Comme nous suivrons le Rhône jusqu'à Marseille, nous verrons dans la campagne des mûriers le long du chemin. On a déjà cueilli une première fois leurs feuilles au printemps, et ce sont les vers à soie qui les ont mangées.
— Quoi ! de si petit vers ont mangé d'énormes sacs de feuilles pareils à ceux que nous voyons ? Comme il faut qu'il y en ait de ces vers !
— Il s'est trouvé des années, m'a dit M. Gertal, où on a récolté dans la vallée du Rhône jusqu'à vingt-huit millions de kilogrammes de cocons de soie ; et un cocon, qui est le travail d'un seul ver, pèse si peu, qu'il avait fallu pour produire tous ces cocons plus de vingt milliards de vers à soie.
— Qu'est-ce qui élève tout cela, sais-tu, André ?
— Ce sont d'ordinaire les femmes et les filles des cultivateurs. Les chambres où on élève les vers à soie s'appellent des magnaneries, parce que, dans le patois provençal, on appelle les vers des magnans. Il paraît que dans ces contrées chaque ferme, chaque maison a sa magnanerie, petite ou grande. Les vers sont là par centaines et par milliers, se nourrissant avec les feuilles qu'on leur apporte.
— André, nous verrons peut-être des magnaneries là où nous coucherons ?
— C'est bien probable, répondit André.
Quand le soir fut venu, les enfants demandèrent à coucher dans une sorte de petite auberge, moitié ferme et moitié hôtellerie, comme il s'en rencontre dans les villages. Ils firent le prix à l'avance, et s'assirent ensuite auprès de la cheminée pendant que la soupe cuisait.

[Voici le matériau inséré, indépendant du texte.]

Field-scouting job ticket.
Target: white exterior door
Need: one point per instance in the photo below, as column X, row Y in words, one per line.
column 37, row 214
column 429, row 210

Julien regardait de tous les côtés, espérant à chaque porte qui s'ouvrait entrevoir dans le lointain la chambre des vers à soie, mais ce fut en vain.
L'hôtelière était une bonne vieille, qui paraissait si avenante, qu'André, pour faire plaisir à Julien, se hasarda à l'interroger, mais elle ne comprenait que quelques phrases françaises, car elle parlait à l'ordinaire, comme beaucoup de vieilles gens du lieu, le patois du midi.
André et Julien, qui s'étaient levés poliment, se rassirent tout désappointés.
Les gens qui entraient parlaient tous patois entre eux ; les deux enfants, assis à l'écart et ne comprenant pas un mot à ce qui se disait, se sentaient bien isolés dans cette ferme étrangère. Le petit Julien finit par quitter sa chaise, et, s'approchant d'André, vint se planter debout entre les jambes de son frère. Il s'assit à moitié sur ses genoux, et, le regardant d'un air d'affection un peu triste, il lui dit tout bas : — Pourquoi dont tous les gens de ce pays-ci ne parlent-ils pas français ?
— C'est que tous n'ont pas pu aller à l'école. Mais dans un petit nombre d'années il n'en sera plus ainsi, et par toute la France on saura parler la langue de la patrie.
En ce moment, la porte d'en face s'ouvrit de nouveau ; c'étaient les enfants de l'hôtelière qui revenaient de l'école.
— André, s'écria Julien, ces enfants doivent savoir le français, puisqu'ils vont à l'école. Quel bonheur ! nous pourrons causer ensemble.